In the last year, the NSPCC Helpline received almost 1,400 contacts about children experiencing coercive and controlling behaviour as part of domestic abuse.
The Childline service gave over 1,000 counselling sessions to children and young people experiencing domestic abuse, with 221 mentioning coercive and controlling behaviour
What’s more, their new analysis, supported by the COVID-19 support fund, shows that they received an average of 131 concerns from adults and children each month, relating to domestic abuse.
Children have been reaching out to Childline after experiencing domestic abuse and coercive control in their family. A 17-year-old girl who contacted Childline said:
“I believe my dad matches all the criteria for narcissistic behaviour and coercive control towards my mum. My dad has been controlling my mum her whole life. I don’t want my little brother and sister to grow up with what it was like for me.”

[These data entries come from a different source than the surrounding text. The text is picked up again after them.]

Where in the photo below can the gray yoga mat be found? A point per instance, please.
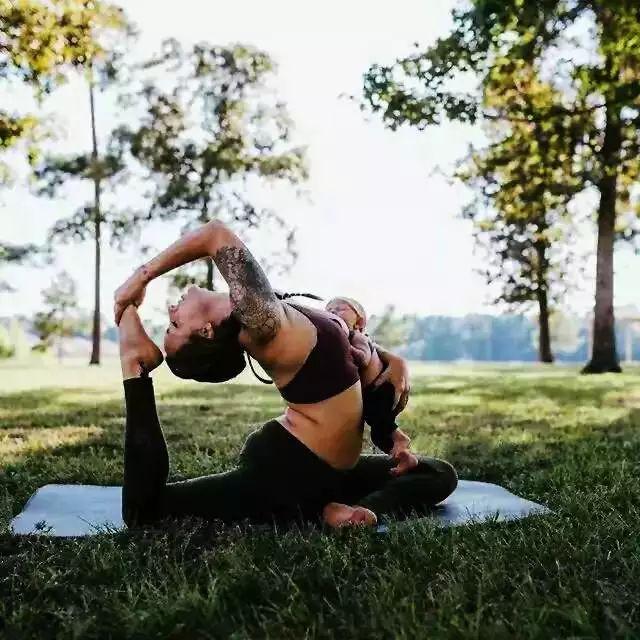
(83, 510)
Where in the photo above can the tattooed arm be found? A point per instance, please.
(252, 297)
(253, 300)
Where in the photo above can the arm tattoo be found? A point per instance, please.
(253, 300)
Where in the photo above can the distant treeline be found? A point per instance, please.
(499, 338)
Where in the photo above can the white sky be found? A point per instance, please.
(380, 226)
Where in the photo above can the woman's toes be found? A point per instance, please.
(339, 515)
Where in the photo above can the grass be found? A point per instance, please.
(568, 441)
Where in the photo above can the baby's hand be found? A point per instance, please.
(361, 350)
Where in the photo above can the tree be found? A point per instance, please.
(520, 214)
(41, 42)
(60, 319)
(210, 125)
(104, 171)
(599, 91)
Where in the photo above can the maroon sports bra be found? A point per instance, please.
(329, 368)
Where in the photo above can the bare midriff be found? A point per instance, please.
(332, 429)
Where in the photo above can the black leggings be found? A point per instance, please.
(277, 478)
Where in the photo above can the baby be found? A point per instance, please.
(377, 401)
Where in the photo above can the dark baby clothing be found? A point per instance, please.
(276, 479)
(378, 413)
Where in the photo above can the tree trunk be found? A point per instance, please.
(544, 334)
(95, 346)
(210, 274)
(604, 356)
(544, 339)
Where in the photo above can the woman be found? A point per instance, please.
(306, 463)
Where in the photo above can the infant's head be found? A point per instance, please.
(350, 310)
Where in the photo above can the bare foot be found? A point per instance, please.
(336, 514)
(138, 353)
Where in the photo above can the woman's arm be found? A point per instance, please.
(253, 299)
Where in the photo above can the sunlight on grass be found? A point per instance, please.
(16, 443)
(570, 442)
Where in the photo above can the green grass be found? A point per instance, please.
(550, 435)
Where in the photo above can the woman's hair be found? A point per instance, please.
(214, 359)
(220, 358)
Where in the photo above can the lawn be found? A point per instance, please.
(568, 441)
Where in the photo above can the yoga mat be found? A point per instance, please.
(82, 510)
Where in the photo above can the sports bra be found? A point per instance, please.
(329, 368)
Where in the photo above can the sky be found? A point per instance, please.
(381, 222)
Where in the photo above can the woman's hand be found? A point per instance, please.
(405, 460)
(130, 293)
(397, 373)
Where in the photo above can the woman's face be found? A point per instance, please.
(197, 311)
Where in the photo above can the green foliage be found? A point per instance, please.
(210, 125)
(571, 443)
(7, 350)
(570, 72)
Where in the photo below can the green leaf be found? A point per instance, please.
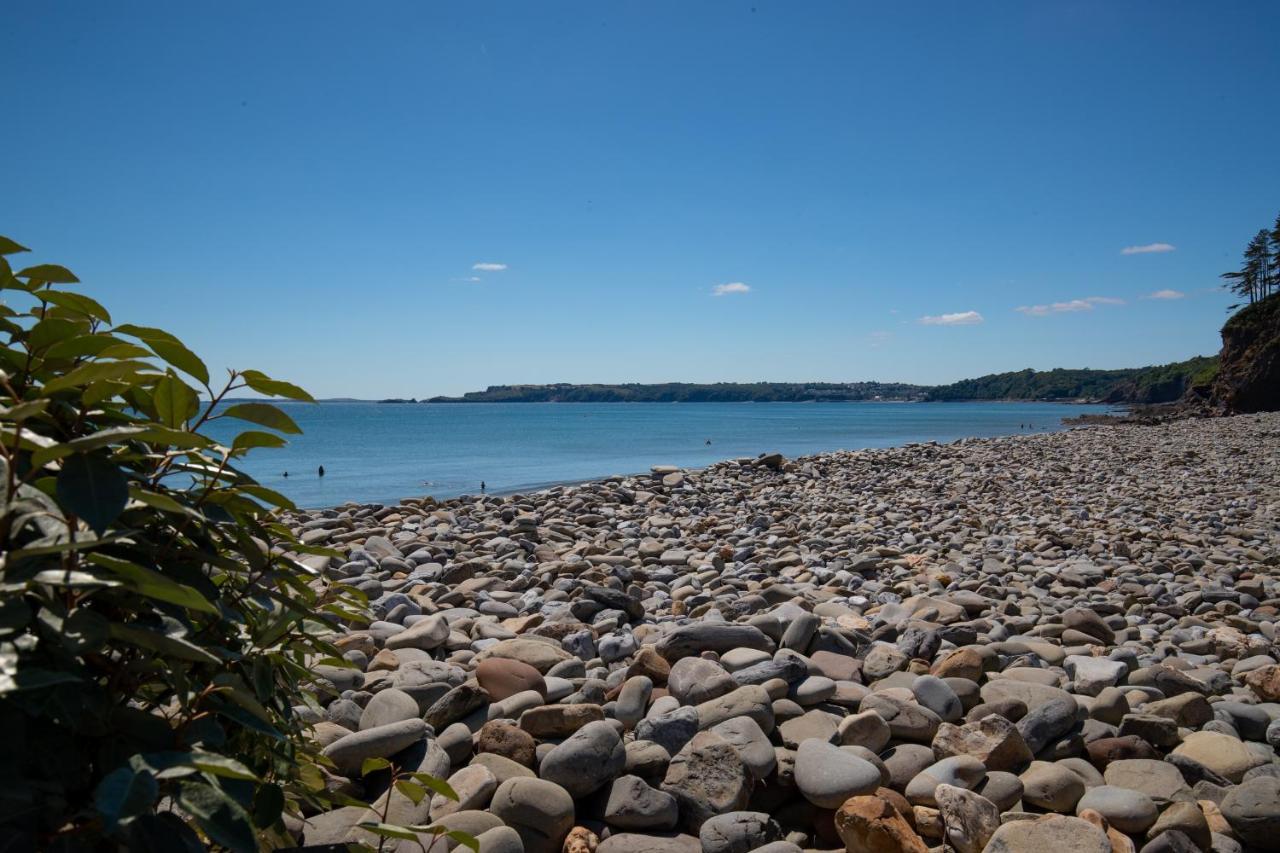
(373, 765)
(220, 817)
(263, 415)
(96, 372)
(10, 247)
(94, 488)
(85, 443)
(169, 763)
(48, 273)
(21, 411)
(77, 302)
(388, 830)
(412, 790)
(123, 794)
(264, 384)
(85, 632)
(152, 584)
(465, 839)
(256, 438)
(158, 501)
(71, 579)
(155, 642)
(174, 401)
(100, 391)
(169, 349)
(51, 331)
(82, 346)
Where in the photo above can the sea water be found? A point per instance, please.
(382, 452)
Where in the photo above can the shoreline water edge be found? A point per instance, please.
(1063, 641)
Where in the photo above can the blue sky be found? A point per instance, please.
(309, 188)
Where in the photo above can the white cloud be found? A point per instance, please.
(961, 318)
(1148, 249)
(1069, 306)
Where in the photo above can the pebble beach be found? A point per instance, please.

The NSPCC have stated that the government must make high-quality, specialist support available to children who have experienced domestic abuse – which includes therapeutic support services, Independent Domestic Violence and Abuse Advisors (IDVAs), helplines and counselling services.
Paddi Vint, Development and Quality Manager for the Domestic Abuse Practice Advisor Team at the NSPCC Helpline, said:
“It is worrying to know children are having to deal with coercive control, especially over the summer when they are away from teachers and other adults who often spot concerns and who they can turn to for support.
It is vital that everyone is aware of what coercive control can look like. This will mean that more of us can spot the signs that children and young people may be experiencing it and reach out with any concerns.
We will continue to press the government to improve the support available for child victims of abuse including by increasing the supply of high quality, specialist therapeutic and mental health support within local communities across the country.”